3. The Committee asks the Government to continue providing statistics on Portuguese nationals working abroad, and the countries of origin of foreigners employed in Portugal and to communicate the results, if any, of the relevant activities of the labour inspection service, in accordance with the provisions of the Convention.
The Committee takes note of the information supplied in the Government's report. It asks the Government to continue to provide general information on the manner in which the Convention is applied in practice, in accordance with point V of the report form.
The Committee notes the information supplied in the Government's report, including the observation of the Confederation of Portuguese Industry (CIP) on the application of the Convention.

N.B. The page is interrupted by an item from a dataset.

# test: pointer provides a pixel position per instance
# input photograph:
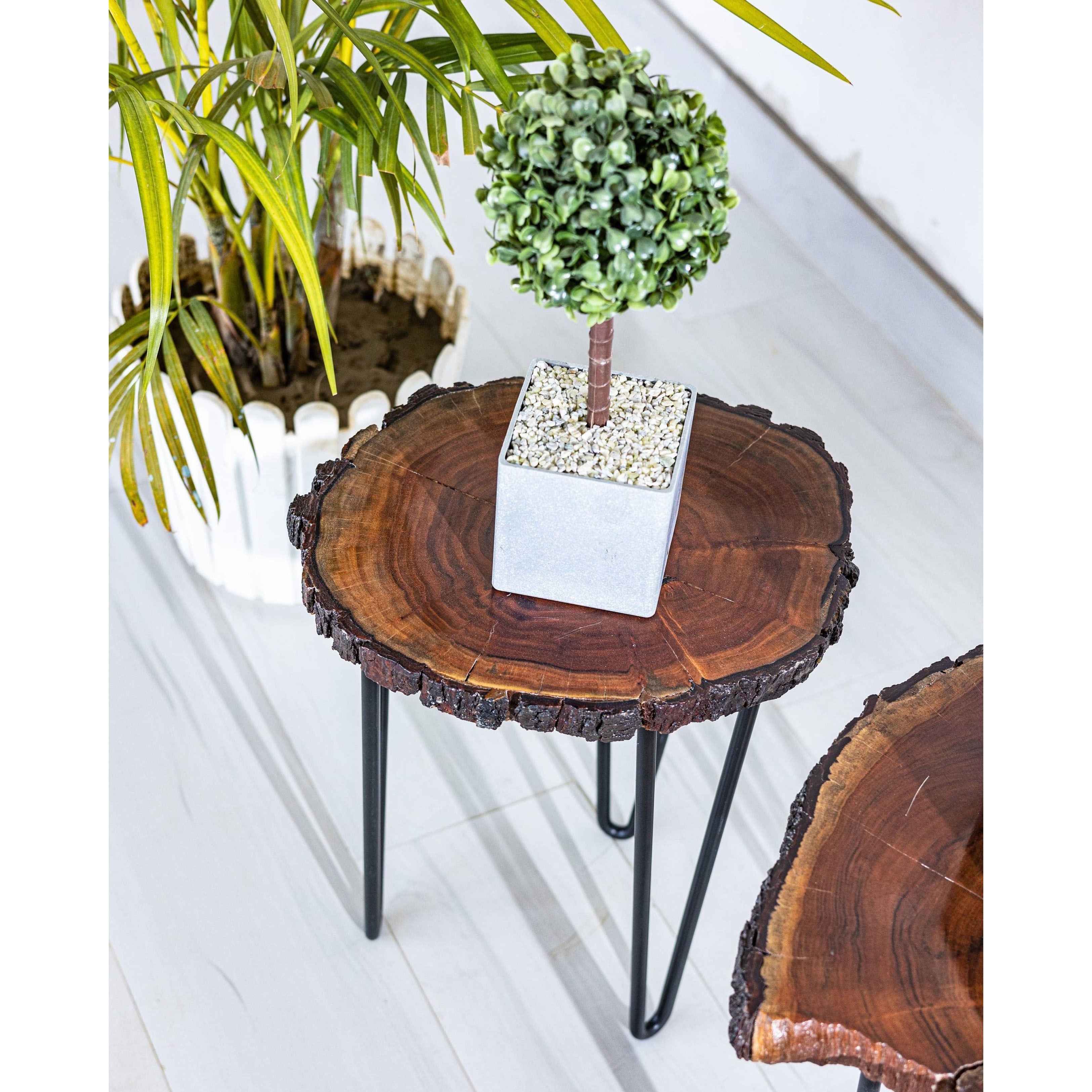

It further notes with satisfaction the adoption of Act No. 22/92 of 14 August 1992 repealing the reciprocity requirement, under Act No. 2127 of 3 August 1965, for migrant workers and members of their families in Portugal, to have access to compensation for industrial accidents and occupational diseases.
Article 6, paragraph 1(b), of the Convention. For many years, the Committee has been drawing the Government's attention to the need to remove the reciprocity requirement from Act No. 2127 of 3 August 1965 on industrial occupational accidents and diseases which is incompatible with Article 6 of the Convention concerning equality of treatment in respect of such benefits to all foreign workers without any condition of reciprocity. In its previous report the Government indicated that this legislation had been tacitly repealed as being incompatible with the Constitution, and stated its readiness to amend the Act to bring it into formal conformity with the Convention. In its last report the Government states that it considers Act No. 2127 as being still in force and in conformity with the Convention. The Government also refers in this connection to resolution No. 642/83 of 1 June 1983 as giving effect to the Convention on this point. However, section 10 of the resolution also contains a reciprocity requirement applicable to foreign workers as regards compensation for industrial accidents and occupational diseases.
Consequently, the Committee once again emphasises that the reciprocity requirement prescribed in these texts is not in conformity with the Convention. It again invites the Government to re-examine its position as regards the need to remove the reciprocity requirement in these two texts, in order to guarantee all foreign workers equality of treatment in respect of compensation for industrial accidents and occupational diseases without any condition of reciprocity.
Article 6, paragraph 1(b), of the Convention. In earlier replies to the Committee's comments, the Government had indicated its readiness to take measures to bring Act No. 2127 of 3 August 1965 into full conformity with the Convention by removing the reciprocity requirement. The Committee notes, from the information supplied by the Government at the Conference Committee in 1988 concerning the application of Convention No. 19 that Act No. 2127 must be considered as tacitly revoked by virtue of the Constitution of 1976, which provides for equality of treatment for foreign workers and maintains in force the legislation adopted before the entry into force of the Constitution in so far as it is not inconsistent with the Constitution. The Committee therefore hopes that the Government will have no difficulty in formally repealing the inconsistent provisions of Act No. 2127 so as to leave no doubt or uncertainty as regards the applicable law, and that the next report will indicate the steps taken in this regard.